DLS Course 1 Week 4

I am now running L_model_forward

I got this error message

NameError Traceback (most recent call last)
1 t_X, t_parameters = L_model_forward_test_case_2hidden()
----> 2 t_AL, t_caches = L_model_forward(t_X, t_parameters)
4 print("AL = " + str(t_AL))

in L_model_forward(X, parameters)
—> 29 A, cache = linear_activation_forward (A_prev,W, b, activation = “relu”)
30 caches.append(cache)

NameError: name ‘W’ is not defined

Well, where in your L_model_forward function is the variable W defined? The error message seems pretty clear and it gives you something very definite to investigate.

Notice that the W^{[l]} and b^{[l]} values for all the layers are contained in a python dictionary called parameters, right? So part of the logic you need to write here is to extract the correct values from that dictionary for the layer that you are currently processing.
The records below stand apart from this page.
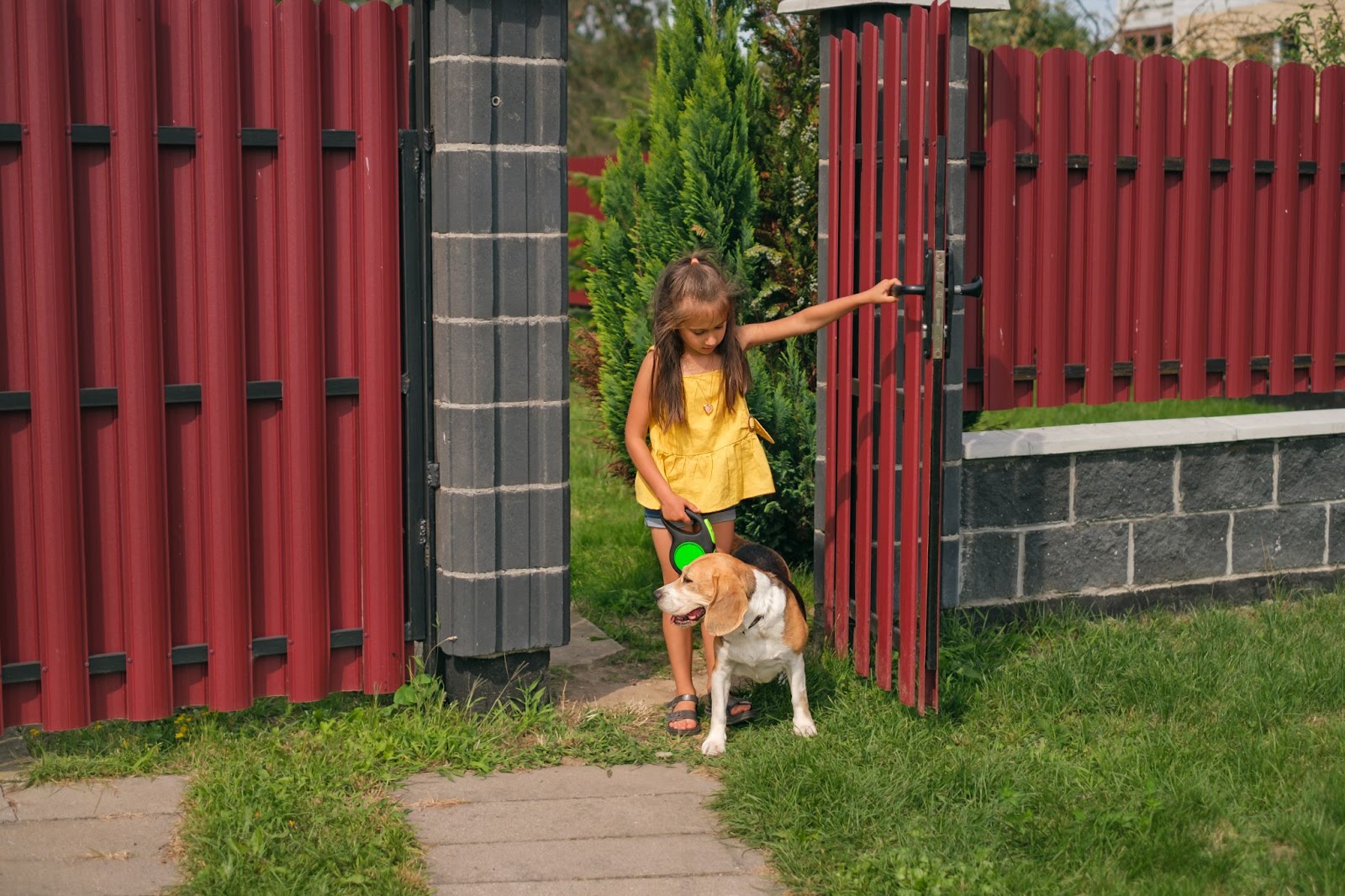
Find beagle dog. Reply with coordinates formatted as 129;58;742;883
654;540;818;756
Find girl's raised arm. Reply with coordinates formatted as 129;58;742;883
738;277;901;349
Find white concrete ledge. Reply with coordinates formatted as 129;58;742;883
962;409;1345;460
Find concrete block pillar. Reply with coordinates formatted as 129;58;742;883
426;0;570;705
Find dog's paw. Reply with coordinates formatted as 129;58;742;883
794;719;818;737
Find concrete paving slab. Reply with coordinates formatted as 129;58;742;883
551;614;624;667
397;766;783;896
0;814;177;869
3;775;187;822
397;764;718;807
435;874;782;896
0;858;182;896
409;793;718;846
425;834;762;884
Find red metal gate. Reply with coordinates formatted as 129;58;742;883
0;0;409;730
823;3;978;712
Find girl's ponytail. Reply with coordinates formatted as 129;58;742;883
650;249;752;430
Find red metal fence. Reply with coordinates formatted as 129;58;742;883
966;47;1345;410
0;0;409;730
822;3;951;712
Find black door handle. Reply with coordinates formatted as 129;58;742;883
952;275;986;298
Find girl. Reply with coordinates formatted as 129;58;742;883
625;251;899;735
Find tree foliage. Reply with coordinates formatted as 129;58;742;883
585;0;762;473
583;0;818;562
567;0;667;156
1276;0;1345;69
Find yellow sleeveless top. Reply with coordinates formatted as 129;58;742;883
635;370;775;514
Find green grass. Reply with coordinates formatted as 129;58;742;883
27;676;690;894
962;398;1293;432
570;385;667;667
718;593;1345;893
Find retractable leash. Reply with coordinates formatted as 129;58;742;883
659;507;715;572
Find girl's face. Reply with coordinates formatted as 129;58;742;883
677;308;729;356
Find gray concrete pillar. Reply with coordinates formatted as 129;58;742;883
429;0;570;703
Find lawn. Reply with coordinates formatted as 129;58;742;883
18;350;1345;893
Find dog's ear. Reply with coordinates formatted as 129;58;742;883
704;569;756;638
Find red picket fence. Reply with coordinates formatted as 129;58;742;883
0;0;409;730
966;47;1345;410
567;156;614;308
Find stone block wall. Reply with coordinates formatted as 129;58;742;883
428;0;570;656
959;410;1345;607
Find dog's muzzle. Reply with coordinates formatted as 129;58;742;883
672;607;704;628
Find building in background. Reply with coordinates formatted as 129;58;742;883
1115;0;1312;66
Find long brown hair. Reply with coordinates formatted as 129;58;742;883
650;250;752;430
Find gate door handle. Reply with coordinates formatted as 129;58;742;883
952;275;986;298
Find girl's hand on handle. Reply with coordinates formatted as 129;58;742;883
659;493;701;524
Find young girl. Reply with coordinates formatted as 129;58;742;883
625;251;899;735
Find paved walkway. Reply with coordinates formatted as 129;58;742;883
0;616;784;896
398;766;783;896
0;775;187;896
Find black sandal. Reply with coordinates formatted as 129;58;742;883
663;694;701;737
710;694;757;725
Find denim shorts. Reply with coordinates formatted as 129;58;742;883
644;507;738;529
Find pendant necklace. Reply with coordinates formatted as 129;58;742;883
682;372;715;414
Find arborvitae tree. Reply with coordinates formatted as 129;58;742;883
585;0;762;475
583;0;818;564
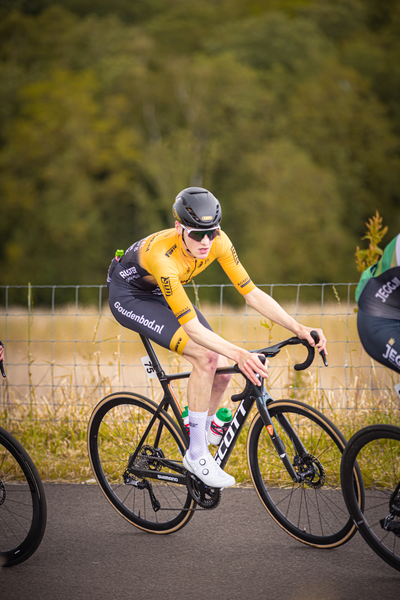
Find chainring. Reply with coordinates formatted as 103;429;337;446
132;444;164;471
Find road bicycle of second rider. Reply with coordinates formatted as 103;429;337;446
88;332;362;548
0;342;47;568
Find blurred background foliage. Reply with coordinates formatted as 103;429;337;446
0;0;400;298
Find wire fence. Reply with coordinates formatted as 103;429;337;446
0;283;398;419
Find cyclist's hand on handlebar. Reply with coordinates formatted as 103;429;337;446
238;352;269;385
297;325;328;355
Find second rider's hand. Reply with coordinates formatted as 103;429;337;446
237;352;269;385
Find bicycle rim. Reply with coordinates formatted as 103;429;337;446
247;400;362;548
342;425;400;571
0;427;47;567
88;393;195;534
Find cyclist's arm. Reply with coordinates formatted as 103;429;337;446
244;287;327;354
182;317;268;385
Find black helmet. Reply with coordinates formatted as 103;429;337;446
172;187;222;229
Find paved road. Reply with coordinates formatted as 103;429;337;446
0;484;400;600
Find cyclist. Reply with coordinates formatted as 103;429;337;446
107;187;326;488
356;234;400;373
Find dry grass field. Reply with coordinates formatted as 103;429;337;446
0;298;399;483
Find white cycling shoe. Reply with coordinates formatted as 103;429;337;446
183;452;236;488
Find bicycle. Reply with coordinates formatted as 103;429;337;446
341;424;400;571
0;342;47;567
88;332;362;548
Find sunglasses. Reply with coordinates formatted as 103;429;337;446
181;223;221;242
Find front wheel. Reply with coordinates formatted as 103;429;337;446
247;400;363;548
341;424;400;571
0;427;47;567
88;392;196;534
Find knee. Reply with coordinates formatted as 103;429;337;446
213;374;231;393
191;346;219;374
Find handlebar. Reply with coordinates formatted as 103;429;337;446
251;331;328;371
231;331;328;402
0;341;6;377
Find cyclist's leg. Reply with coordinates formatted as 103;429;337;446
357;310;400;373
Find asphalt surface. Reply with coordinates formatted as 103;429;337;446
0;484;400;600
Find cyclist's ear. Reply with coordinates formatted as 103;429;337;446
175;221;183;235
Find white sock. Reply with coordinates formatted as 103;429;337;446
188;410;208;460
206;413;216;446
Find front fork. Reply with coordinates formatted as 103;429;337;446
256;385;306;483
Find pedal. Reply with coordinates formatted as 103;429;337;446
379;514;400;537
186;471;221;509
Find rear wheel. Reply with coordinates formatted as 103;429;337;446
341;425;400;571
0;427;47;567
247;400;362;548
88;393;196;534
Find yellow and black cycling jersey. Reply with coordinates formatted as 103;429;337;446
108;229;255;325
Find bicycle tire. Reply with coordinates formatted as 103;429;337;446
247;400;363;548
341;424;400;571
0;427;47;567
88;392;196;534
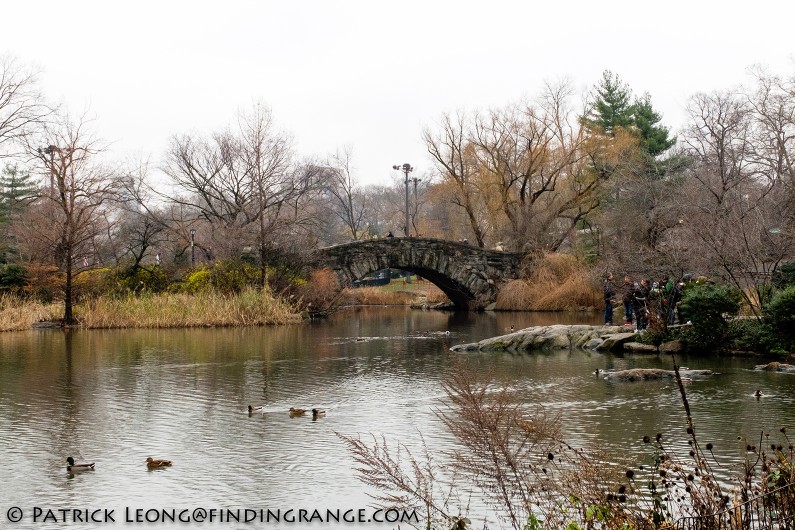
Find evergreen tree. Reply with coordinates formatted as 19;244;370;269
0;165;38;224
0;165;38;263
632;94;676;158
583;70;676;158
583;70;633;136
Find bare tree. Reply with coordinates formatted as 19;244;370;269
423;113;487;248
17;116;117;325
682;83;795;314
0;56;52;158
163;104;320;282
324;147;367;241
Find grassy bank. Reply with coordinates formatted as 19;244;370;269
0;289;301;331
496;254;602;311
342;277;447;305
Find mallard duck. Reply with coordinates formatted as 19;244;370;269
146;456;171;469
66;456;94;473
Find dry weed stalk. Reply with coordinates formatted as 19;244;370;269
341;369;637;530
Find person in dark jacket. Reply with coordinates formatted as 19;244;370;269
632;278;649;331
621;275;635;326
604;273;616;326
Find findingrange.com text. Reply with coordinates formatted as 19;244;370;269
5;506;419;525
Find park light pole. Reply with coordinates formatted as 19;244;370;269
190;228;196;265
39;145;60;193
392;162;414;237
411;177;422;232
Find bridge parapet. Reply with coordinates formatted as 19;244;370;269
314;237;522;309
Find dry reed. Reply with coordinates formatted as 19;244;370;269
496;254;601;311
76;289;300;328
0;295;63;331
343;287;415;305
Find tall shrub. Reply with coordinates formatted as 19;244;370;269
764;285;795;353
681;284;742;352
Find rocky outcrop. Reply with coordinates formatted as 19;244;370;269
450;324;652;353
754;362;795;373
599;368;714;382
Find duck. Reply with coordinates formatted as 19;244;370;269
66;456;94;473
146;456;171;469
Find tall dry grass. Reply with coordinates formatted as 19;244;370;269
0;294;63;331
75;289;301;329
496;253;602;311
343;287;415;305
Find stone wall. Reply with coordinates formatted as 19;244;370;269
314;237;522;309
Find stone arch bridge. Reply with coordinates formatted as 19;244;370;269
313;237;522;310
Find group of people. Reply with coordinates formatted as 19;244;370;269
604;273;684;331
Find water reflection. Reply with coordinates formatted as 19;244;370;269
0;308;795;528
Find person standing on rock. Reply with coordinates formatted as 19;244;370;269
621;274;635;326
604;272;616;326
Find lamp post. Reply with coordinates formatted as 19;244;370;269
411;177;422;232
190;228;196;265
392;162;414;237
39;145;60;193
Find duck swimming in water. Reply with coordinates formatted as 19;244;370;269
66;456;94;473
146;456;171;469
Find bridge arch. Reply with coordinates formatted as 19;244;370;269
315;237;522;310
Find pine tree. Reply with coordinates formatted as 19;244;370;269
0;165;38;262
632;94;676;158
583;70;633;136
583;70;676;159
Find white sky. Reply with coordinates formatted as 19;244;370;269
0;0;795;184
You should already be familiar with how to deal with the dictionary from the earlier routines that you have written, e.g. the initialize routines.

This is where W has been defined

for l in range(1, L):
parameters[‘W’ + str(l)] = np.random.randn(layer_dims[l], layer_dims[l-1]) * 0.01

But that is in a completely different function, right? Are you familiar with the way variable “scope” works in python? But that is an example that should illuminate what you need to be writing in L_model_forward: note that ‘W’ is a string in that line of code, right? It’s being used to construct a “key” for the python dictionary.

so should I recall W again in this function?

What do you mean “recall”? You need to write code that uses the “key” values for the parameters dictionary to extract the particular values you need.

This is not a beginning python course: you are already expected to have solid familiarity with how python works as a prerequisite before you start here. If this is the type of issue you are having difficulty with, it might be worth considering taking a python course first.